Leaders Make the Company Culture

The CEO wields the greatest leverage to create, sustain and change the culture

By Kerry J. Sulkowicz
Featured on Wall Street Journal Online
02.11.2015

Regulators are right to focus on culture as a key culprit in the misbehavior of banks (“As Regulators Focus on Culture, Wall Street Struggles to Define It,” page one, Feb. 2), and efforts to survey and quantify corporate culture are important. But the reason culture is hard to define isn’t simply that it is a nebulous concept that is hard to capture objectively. The culture of an organization is analogous to the personality of an individual, in that it is defined by a set of normative, recognizable behaviors and traits that are durable and that characterize both what it is like to “live” inside that organization as an employee, as well as what it is like to interact with it from the outside, as customers, vendors, partners and shareholders.

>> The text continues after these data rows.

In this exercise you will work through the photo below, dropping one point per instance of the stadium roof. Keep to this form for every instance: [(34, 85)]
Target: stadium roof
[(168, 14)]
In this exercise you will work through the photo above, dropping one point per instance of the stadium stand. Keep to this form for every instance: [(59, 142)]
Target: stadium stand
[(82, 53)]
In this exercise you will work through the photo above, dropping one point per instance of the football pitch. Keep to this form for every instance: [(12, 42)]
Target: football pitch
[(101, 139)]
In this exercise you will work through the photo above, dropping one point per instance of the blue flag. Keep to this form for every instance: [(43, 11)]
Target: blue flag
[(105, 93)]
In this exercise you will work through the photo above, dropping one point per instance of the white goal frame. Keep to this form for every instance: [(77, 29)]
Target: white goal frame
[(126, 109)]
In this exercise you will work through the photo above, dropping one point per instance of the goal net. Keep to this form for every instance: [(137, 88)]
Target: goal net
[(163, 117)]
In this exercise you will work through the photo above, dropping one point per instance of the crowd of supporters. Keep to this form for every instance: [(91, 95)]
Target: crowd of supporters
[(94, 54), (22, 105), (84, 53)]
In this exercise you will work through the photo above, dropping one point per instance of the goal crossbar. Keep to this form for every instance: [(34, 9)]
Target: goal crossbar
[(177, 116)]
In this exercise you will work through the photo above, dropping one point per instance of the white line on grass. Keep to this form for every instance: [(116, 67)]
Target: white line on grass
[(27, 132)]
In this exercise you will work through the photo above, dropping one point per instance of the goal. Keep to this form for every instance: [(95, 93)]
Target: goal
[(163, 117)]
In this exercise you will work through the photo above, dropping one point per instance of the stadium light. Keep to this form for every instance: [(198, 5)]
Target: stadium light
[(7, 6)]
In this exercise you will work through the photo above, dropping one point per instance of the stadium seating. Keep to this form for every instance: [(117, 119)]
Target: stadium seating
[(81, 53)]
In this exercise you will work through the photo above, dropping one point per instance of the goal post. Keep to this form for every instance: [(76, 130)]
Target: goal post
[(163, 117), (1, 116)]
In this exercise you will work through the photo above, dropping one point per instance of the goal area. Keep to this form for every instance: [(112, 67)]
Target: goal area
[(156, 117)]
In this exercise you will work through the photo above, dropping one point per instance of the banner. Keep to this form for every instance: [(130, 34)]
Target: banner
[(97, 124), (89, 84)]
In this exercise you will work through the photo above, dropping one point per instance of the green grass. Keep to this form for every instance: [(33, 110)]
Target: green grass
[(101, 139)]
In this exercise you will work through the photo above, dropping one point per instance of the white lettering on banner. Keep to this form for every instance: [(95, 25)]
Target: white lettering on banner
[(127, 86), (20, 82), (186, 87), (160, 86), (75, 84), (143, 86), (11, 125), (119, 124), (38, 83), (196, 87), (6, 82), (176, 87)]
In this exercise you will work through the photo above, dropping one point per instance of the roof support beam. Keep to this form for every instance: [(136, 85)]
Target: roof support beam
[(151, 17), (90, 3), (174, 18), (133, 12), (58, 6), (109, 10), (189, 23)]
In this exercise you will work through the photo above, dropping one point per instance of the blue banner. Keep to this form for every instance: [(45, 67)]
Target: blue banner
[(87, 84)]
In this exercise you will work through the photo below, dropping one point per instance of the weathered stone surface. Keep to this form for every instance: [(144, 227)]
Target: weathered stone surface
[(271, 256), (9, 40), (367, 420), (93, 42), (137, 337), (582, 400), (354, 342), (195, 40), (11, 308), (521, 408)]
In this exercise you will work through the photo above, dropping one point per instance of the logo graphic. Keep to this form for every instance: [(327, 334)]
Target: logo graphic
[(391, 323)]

Where the analogy to personality doesn’t hold is that organizations are greater than the sum of their parts. Unlike an individual’s personality, which is largely formed by young adulthood and resides solely in the mind of the person, the culture of a company emanates primarily from the personality of the founder or chief executive, but over time becomes embedded in other key individuals, and in practices and policies of the business. Nevertheless, the CEO wields the greatest leverage to create, sustain and change the culture. This can be a force for good or bad, as employees inevitably model the behavior they see at the top. The more regulators understand this, the less they will struggle to define culture and the more they will know where to look to address it when a company goes astray.